NOTA : como siempre, desarrollamos
este sitio desde fans hacia fans del buen cine. Por
ello, se pueden mencionar partes del film que pueden
develar el final (spoilers), pero asumimos a esta altura
que los lectores han visto el film o se encuentran familiarizados
con la historia.
trailer
de La Maldición de la Mosca
La Mosca de Cabeza Blanca (The
Fly - 1958) es todo un clásico, e inmediatamente
comenzó a disparar secuelas de las cuales La
Maldición de la Mosca es la segunda y última
de ellas (pasarían más de 20 años
hasta que llegara la remake de David Cronenberg
de La Mosca - 1986 -, la que tendría secuela
propia). Como el chiste de mezclar a una persona con una
mosca en el teletransportador ya estaba algo gastado,
al menos al libretista Harry Spalding se le ocurrió
probar una variación sobre el tema y dedicarse
a explorar las fallas técnicas del improbable proceso
de la materialización a distancia. La Maldición
de la Mosca no hace nada memorable, pero al menos
termina siendo una serie B medianamente competente.
En los primeros cinco minutos del filme hay una estilizada
presentación en cámara lenta en donde
Carole Grey rompe un vidrio y se escapa semidesnuda
de la clinica.
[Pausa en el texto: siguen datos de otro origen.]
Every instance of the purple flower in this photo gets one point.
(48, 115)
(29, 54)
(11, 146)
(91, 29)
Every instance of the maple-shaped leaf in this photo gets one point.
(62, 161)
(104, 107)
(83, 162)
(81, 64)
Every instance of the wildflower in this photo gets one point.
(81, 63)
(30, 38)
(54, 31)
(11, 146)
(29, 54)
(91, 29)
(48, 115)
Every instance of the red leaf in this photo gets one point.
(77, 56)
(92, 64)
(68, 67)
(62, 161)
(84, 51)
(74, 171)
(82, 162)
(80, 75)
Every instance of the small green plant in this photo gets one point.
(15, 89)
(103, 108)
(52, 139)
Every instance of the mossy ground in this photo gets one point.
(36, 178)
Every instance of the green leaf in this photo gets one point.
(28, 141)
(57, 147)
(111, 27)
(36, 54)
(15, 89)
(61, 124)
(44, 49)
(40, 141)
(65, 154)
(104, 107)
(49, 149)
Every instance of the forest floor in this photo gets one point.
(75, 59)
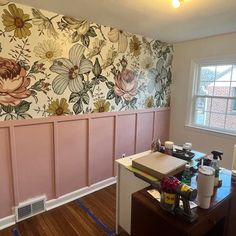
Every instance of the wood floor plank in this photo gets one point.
(71, 220)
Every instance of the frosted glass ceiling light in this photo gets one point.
(176, 3)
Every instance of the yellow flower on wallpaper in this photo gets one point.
(48, 50)
(101, 106)
(58, 108)
(96, 48)
(15, 20)
(135, 46)
(81, 26)
(147, 63)
(120, 37)
(44, 23)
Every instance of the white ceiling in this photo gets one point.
(154, 18)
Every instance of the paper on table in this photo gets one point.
(156, 194)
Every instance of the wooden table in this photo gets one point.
(149, 219)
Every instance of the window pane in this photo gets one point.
(207, 73)
(201, 118)
(234, 73)
(223, 73)
(217, 120)
(203, 104)
(222, 89)
(206, 88)
(230, 122)
(219, 105)
(215, 102)
(233, 89)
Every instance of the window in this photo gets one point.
(234, 101)
(213, 103)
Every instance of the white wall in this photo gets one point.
(205, 141)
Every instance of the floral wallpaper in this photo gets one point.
(52, 64)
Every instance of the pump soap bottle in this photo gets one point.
(216, 165)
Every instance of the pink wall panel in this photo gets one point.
(162, 122)
(125, 136)
(35, 160)
(6, 191)
(58, 155)
(101, 149)
(72, 155)
(144, 131)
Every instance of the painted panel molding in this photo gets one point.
(59, 155)
(59, 65)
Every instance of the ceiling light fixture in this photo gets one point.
(176, 3)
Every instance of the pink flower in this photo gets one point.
(126, 84)
(13, 82)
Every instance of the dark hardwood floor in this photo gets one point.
(92, 215)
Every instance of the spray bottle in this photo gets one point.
(216, 165)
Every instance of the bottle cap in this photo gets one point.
(169, 144)
(206, 170)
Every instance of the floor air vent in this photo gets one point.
(30, 208)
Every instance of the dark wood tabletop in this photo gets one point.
(148, 218)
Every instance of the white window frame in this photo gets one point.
(196, 64)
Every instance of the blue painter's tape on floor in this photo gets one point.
(15, 232)
(99, 222)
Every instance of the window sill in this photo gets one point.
(210, 131)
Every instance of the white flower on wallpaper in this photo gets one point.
(52, 64)
(70, 71)
(48, 50)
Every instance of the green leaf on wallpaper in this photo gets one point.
(169, 76)
(85, 98)
(117, 99)
(159, 65)
(110, 94)
(110, 84)
(102, 78)
(7, 109)
(24, 116)
(78, 107)
(22, 107)
(133, 102)
(9, 117)
(74, 97)
(97, 70)
(91, 32)
(75, 37)
(85, 40)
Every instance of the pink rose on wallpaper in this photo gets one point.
(126, 84)
(13, 82)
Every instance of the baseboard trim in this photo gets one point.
(79, 193)
(11, 220)
(7, 221)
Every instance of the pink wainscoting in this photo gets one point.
(6, 189)
(145, 126)
(125, 135)
(101, 154)
(58, 155)
(72, 155)
(35, 158)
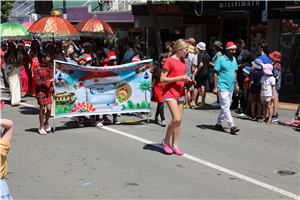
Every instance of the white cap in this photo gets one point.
(201, 46)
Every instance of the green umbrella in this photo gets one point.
(13, 31)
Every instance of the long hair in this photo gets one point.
(157, 69)
(179, 44)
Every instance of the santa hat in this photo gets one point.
(135, 59)
(82, 58)
(27, 44)
(86, 43)
(49, 44)
(88, 57)
(111, 56)
(230, 45)
(21, 43)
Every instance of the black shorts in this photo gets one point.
(201, 81)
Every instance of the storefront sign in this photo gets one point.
(201, 20)
(292, 3)
(78, 14)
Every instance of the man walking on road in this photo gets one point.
(224, 79)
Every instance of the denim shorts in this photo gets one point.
(171, 99)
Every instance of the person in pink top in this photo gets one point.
(173, 75)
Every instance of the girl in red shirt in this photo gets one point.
(158, 89)
(173, 75)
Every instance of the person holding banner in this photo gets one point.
(44, 88)
(173, 75)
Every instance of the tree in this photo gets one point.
(5, 8)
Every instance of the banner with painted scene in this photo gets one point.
(88, 90)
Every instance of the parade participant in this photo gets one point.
(201, 75)
(224, 78)
(2, 64)
(217, 47)
(158, 89)
(5, 140)
(23, 74)
(173, 75)
(129, 53)
(13, 61)
(255, 85)
(34, 62)
(111, 61)
(267, 92)
(44, 88)
(276, 59)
Lamentablemente lo que sigue no está
a la misma altura, y es donde el libreto empieza a pegar
fuertes repingos de lógica - la chica es levantada
por George Baker (que hiciera de capitán de la
armada británica en La
Espía que me Amó), el que no le pregunta
nada, se enamora al toque y en menos de una semana se
casa con la desconocida -. Inmediatamente uno espera
que la chica termine siendo cuando menos una asesina
serial y tema lo peor por el joven científico...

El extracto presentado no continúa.